Death of Pilatre de Rozier, 15 June 1785.

Euphoria from alcohol/drugs is magical instantaneous relief, and the creation of addiction to it goes from 0 to 100 mph overnight. But becoming non-addicted often feels like a slow, physically and mentally excruciating and draining exercise. It takes courage, resolve and strength to overcome it, much greater than normal people possess. A fuel of propulsion for recovery and self-esteem comes from the realization of how strong and courageous we are as recovering alcoholics and addicts. Retracing our steps back into childhood gives knowledge and understanding of what happened, and why we became what we became. All of this provides the necessary armor and ammunition to win the great battles between what we know and what we might feel. Every battle we win gives us increasing strength of character, which strengthens hope and creates or recreates the self-esteem we lost, or never had.

ENDURANCE

Every single person who goes into recovery from substance abuse, gains and maintains sobriety, is truly deserving of self-respect and high self-esteem. To carry a heavy weight from childhood, through the storms of adulthood, swim with it across an ocean of despair from addiction, and stand up on the other side is a miraculous achievement, worthy of high praise and self-love. As far as being the black sheep – consider that every single person out there is a black sheep who went astray – the ones who appear white are those who are good at pretending to appear white, and are content with their life of illusion.

BLACK SHEEP VIII

But as black sheep in recovery, we are the real deal, admitting our mistakes and working to correct them. We have genuine sympathetic and empathetic hearts that truly care about other people. So when we show our true shades of white, it’s authentic and something that’s unique to all of us “black sheep”.

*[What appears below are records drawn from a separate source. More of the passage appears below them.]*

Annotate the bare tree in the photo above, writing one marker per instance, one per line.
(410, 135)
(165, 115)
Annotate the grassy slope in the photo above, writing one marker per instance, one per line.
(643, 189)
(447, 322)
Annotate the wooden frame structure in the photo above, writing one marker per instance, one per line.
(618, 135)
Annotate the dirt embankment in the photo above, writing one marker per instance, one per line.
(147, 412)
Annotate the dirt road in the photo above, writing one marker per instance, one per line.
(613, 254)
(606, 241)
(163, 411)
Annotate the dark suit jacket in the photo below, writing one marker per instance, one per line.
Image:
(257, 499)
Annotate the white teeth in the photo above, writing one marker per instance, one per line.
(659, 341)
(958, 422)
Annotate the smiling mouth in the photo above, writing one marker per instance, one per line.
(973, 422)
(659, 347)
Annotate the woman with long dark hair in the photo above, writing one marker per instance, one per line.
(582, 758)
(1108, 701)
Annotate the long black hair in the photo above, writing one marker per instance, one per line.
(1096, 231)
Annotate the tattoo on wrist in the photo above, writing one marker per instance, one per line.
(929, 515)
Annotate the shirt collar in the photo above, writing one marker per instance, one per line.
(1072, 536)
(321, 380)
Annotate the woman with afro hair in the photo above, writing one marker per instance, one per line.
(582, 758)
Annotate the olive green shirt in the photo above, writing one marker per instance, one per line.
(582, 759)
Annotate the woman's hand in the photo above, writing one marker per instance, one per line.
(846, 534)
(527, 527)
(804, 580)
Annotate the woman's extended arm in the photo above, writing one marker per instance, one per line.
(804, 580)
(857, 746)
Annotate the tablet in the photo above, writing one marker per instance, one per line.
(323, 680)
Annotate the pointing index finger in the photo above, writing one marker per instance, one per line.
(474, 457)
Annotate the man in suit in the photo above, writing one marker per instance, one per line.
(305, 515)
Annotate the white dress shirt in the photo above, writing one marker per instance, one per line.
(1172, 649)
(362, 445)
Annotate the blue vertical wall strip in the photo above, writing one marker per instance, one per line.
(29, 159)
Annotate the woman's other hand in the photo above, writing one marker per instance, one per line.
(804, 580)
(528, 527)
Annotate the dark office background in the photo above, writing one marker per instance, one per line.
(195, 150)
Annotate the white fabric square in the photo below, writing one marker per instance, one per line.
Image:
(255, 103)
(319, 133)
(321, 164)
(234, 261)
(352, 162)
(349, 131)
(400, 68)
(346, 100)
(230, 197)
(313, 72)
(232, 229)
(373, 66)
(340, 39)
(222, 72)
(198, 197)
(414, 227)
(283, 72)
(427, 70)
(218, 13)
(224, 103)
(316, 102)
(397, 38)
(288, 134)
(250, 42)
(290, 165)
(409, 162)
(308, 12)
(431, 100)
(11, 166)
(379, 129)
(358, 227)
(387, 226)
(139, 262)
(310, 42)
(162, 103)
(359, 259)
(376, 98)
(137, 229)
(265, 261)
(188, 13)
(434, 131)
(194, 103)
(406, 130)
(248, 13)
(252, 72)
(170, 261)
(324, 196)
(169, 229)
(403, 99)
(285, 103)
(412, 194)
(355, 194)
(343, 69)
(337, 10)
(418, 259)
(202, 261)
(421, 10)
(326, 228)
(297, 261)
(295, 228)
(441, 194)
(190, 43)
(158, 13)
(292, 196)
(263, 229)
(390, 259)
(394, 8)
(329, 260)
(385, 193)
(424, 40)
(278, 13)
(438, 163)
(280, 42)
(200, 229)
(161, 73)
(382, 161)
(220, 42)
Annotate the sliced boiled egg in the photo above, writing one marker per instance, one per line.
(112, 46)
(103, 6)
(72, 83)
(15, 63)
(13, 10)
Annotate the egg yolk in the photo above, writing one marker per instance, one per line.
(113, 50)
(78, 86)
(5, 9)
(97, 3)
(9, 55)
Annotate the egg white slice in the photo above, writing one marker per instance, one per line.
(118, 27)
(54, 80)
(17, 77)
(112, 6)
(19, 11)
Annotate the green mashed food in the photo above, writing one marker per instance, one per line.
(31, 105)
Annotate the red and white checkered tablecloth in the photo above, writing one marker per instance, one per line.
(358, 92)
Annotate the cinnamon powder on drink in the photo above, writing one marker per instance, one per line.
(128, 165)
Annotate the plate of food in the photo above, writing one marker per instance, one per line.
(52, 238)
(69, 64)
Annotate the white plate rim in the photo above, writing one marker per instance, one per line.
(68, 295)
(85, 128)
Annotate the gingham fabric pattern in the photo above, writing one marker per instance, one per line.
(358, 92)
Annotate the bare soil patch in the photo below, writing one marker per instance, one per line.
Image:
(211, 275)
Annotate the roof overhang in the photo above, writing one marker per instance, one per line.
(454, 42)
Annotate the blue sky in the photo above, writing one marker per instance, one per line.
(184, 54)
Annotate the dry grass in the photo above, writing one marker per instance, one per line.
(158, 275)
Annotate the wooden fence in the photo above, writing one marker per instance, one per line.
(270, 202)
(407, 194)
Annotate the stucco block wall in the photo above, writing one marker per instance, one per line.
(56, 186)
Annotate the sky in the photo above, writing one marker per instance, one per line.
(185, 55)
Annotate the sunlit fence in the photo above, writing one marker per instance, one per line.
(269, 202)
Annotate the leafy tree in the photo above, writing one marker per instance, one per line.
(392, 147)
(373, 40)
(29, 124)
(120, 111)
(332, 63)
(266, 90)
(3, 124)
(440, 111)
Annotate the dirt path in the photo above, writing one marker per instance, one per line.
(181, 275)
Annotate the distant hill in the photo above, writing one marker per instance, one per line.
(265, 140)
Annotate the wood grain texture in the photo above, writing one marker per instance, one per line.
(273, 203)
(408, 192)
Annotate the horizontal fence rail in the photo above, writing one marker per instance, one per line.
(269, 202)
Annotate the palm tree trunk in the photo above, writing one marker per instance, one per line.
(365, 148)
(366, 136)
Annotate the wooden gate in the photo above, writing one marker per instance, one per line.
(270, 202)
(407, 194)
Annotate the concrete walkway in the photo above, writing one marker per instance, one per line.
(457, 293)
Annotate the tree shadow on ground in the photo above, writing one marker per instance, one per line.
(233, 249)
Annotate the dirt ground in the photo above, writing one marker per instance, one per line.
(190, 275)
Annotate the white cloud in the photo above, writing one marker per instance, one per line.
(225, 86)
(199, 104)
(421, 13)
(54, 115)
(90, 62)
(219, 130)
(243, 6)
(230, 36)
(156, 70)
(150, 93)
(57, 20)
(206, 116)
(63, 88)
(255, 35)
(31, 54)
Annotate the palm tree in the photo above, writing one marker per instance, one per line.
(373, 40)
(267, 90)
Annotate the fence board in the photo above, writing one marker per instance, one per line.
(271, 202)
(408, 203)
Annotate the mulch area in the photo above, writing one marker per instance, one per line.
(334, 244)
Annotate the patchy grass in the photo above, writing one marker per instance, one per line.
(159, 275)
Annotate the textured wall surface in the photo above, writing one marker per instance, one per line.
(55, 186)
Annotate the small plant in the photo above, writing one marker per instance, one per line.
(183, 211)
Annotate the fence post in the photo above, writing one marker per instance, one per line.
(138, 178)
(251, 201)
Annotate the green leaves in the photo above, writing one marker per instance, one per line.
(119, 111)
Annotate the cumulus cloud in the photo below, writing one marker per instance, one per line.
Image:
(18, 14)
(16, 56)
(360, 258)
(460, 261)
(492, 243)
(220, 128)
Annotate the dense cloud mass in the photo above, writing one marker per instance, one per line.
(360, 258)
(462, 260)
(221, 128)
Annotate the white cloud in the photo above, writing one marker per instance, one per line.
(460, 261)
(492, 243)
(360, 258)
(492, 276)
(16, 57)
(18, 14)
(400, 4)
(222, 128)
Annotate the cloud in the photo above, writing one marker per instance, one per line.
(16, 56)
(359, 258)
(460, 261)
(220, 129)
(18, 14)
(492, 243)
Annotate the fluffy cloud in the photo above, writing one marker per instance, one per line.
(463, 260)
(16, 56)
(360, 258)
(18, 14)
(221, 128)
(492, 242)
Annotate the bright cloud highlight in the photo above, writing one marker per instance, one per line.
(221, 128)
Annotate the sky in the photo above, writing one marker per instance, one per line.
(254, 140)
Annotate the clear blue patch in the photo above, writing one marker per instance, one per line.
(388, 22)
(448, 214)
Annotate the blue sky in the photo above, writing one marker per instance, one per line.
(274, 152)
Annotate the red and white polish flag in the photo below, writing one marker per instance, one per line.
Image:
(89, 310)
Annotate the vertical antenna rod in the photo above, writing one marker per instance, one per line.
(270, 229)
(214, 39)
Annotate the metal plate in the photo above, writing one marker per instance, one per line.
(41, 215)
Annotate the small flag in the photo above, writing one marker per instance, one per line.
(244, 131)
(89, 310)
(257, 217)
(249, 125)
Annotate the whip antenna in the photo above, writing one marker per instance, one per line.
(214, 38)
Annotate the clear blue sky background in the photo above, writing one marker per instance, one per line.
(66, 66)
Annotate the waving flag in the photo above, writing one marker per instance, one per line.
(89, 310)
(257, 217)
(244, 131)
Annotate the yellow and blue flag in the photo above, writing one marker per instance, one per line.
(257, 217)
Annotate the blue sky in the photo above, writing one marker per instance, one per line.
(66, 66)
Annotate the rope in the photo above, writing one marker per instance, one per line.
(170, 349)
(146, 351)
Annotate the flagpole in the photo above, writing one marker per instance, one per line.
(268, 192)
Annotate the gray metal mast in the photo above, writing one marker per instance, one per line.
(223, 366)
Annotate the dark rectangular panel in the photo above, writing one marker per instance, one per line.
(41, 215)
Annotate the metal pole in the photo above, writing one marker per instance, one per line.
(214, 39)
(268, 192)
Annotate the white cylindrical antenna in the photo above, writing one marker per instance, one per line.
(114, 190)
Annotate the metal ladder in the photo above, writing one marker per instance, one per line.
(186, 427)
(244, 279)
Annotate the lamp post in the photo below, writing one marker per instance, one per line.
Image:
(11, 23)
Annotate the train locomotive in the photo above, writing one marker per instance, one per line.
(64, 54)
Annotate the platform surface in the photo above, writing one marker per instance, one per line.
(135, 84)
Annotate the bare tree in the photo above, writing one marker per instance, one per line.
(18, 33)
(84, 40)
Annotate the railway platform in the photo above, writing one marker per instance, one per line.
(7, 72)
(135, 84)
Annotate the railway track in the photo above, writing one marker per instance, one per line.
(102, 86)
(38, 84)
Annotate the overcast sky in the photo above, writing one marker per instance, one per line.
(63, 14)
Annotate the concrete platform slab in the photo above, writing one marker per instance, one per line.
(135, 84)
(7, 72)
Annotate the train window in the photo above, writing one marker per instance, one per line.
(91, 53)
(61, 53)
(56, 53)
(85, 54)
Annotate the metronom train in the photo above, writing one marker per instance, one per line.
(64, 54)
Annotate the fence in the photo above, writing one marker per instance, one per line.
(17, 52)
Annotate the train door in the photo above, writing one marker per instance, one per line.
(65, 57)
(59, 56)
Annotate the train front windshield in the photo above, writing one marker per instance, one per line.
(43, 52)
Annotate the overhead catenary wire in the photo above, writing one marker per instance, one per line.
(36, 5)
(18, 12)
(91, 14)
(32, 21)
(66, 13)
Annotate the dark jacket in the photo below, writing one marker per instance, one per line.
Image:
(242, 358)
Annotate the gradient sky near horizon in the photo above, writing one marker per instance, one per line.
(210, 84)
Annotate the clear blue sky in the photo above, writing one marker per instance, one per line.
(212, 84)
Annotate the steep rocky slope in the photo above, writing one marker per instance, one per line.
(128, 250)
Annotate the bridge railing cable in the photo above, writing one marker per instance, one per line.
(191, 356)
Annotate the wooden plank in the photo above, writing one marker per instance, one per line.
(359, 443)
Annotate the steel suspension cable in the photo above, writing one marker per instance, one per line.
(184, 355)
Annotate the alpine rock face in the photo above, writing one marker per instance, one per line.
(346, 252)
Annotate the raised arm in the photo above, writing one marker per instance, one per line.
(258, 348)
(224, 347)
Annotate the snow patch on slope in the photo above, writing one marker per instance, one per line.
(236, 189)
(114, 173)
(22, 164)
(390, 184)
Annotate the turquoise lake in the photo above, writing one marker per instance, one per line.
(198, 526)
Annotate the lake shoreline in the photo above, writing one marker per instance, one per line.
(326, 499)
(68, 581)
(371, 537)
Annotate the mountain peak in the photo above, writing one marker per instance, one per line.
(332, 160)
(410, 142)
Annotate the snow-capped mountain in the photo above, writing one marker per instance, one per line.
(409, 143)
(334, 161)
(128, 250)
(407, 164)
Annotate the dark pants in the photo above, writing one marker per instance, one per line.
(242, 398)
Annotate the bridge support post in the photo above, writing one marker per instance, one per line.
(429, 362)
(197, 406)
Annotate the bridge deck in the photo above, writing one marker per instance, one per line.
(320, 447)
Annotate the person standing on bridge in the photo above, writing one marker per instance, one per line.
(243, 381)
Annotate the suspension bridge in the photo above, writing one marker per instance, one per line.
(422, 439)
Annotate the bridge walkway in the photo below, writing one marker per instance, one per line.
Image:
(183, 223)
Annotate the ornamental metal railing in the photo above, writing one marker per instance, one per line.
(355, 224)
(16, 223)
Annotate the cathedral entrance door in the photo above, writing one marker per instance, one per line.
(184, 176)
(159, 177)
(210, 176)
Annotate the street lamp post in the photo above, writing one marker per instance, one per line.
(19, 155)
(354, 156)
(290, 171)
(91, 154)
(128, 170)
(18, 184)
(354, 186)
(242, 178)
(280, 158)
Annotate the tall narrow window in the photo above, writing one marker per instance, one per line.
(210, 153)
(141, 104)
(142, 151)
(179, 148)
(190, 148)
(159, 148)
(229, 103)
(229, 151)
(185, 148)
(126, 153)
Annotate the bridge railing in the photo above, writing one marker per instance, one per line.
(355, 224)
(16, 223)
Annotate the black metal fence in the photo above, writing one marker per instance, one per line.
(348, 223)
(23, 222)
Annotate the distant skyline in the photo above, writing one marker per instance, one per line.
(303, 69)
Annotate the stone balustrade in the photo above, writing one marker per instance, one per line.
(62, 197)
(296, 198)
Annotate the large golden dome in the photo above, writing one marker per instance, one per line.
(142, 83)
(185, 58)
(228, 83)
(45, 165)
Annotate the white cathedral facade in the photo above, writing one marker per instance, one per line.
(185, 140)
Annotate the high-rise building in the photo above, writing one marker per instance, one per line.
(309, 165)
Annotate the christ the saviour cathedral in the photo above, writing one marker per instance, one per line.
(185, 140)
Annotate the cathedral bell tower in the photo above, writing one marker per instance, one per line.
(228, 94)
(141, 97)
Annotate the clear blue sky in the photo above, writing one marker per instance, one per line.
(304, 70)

ALCOHOLICS BECOME BETTER II

I Am My Friend

ACCUSED

“You are such an ugly pig – you’re fat, you disgust me and nobody wants you” – how many people would stay with a spouse or partner who said that to them from sunrise to sunset? How about a best friend who said to you, when you’re feeling down, “Nobody likes you and everybody talks shit about you behind your back” – would you keep that friend? What about a boss who always said to you, from the time you started in the morning until you went home, “You are an idiot – you never do anything right!” – would that motivate you to do better? Maybe some of us actually have people like this in our lives. But unless someone is a glutton for punishment, not many people would want to be around anyone who constantly puts them down, humiliates and insults them in every way like this. Yet that’s how many people, particularly those in recovery, tend to treat themselves. It’s always this constant, judgmental voice, always accusing and forever criticizing. We would NEVER treat someone we loved the way we treat ourselves. We would NEVER be that insulting or demanding.

FULL METAL JACKET

When I first got into recovery, my self-esteem, self-worth and self-respect were at zero. I was carrying around 100 pounds of shame on one shoulder, 100 pounds of guilt on the other and another 100 pounds of blame on my back. I would engage in humiliating self-deprecation immediately followed by self-pity and despair. I started in recovery with learning to treat myself in a positive and uplifting way with any situation in life that arose. To encourage myself the way a loving parent would talk to a child who is sad. To counsel and support myself the way I would a best friend who is feeling down and struggling. Doing all this with reactions to my thoughts that were positive and interactive instead of just feeling sorry for myself. This really worked. It started to change my attitude towards myself, and life in general, and rapidly created positive growth.

Beautiful teenager girl worried and a boy comforting her

There is enough pressure and demands put on us by other people, we don’t need to turn around and kick our own ass, especially when we’re down. Life can be enough of a bitch as it is, we don’t need to be a bitch to ourselves. We DO NOT deserve that. It’s easy to learn to be a comfort and a friend to ourselves, because that friend is always going to be with us. We need to be our own best friend – we DO deserve that!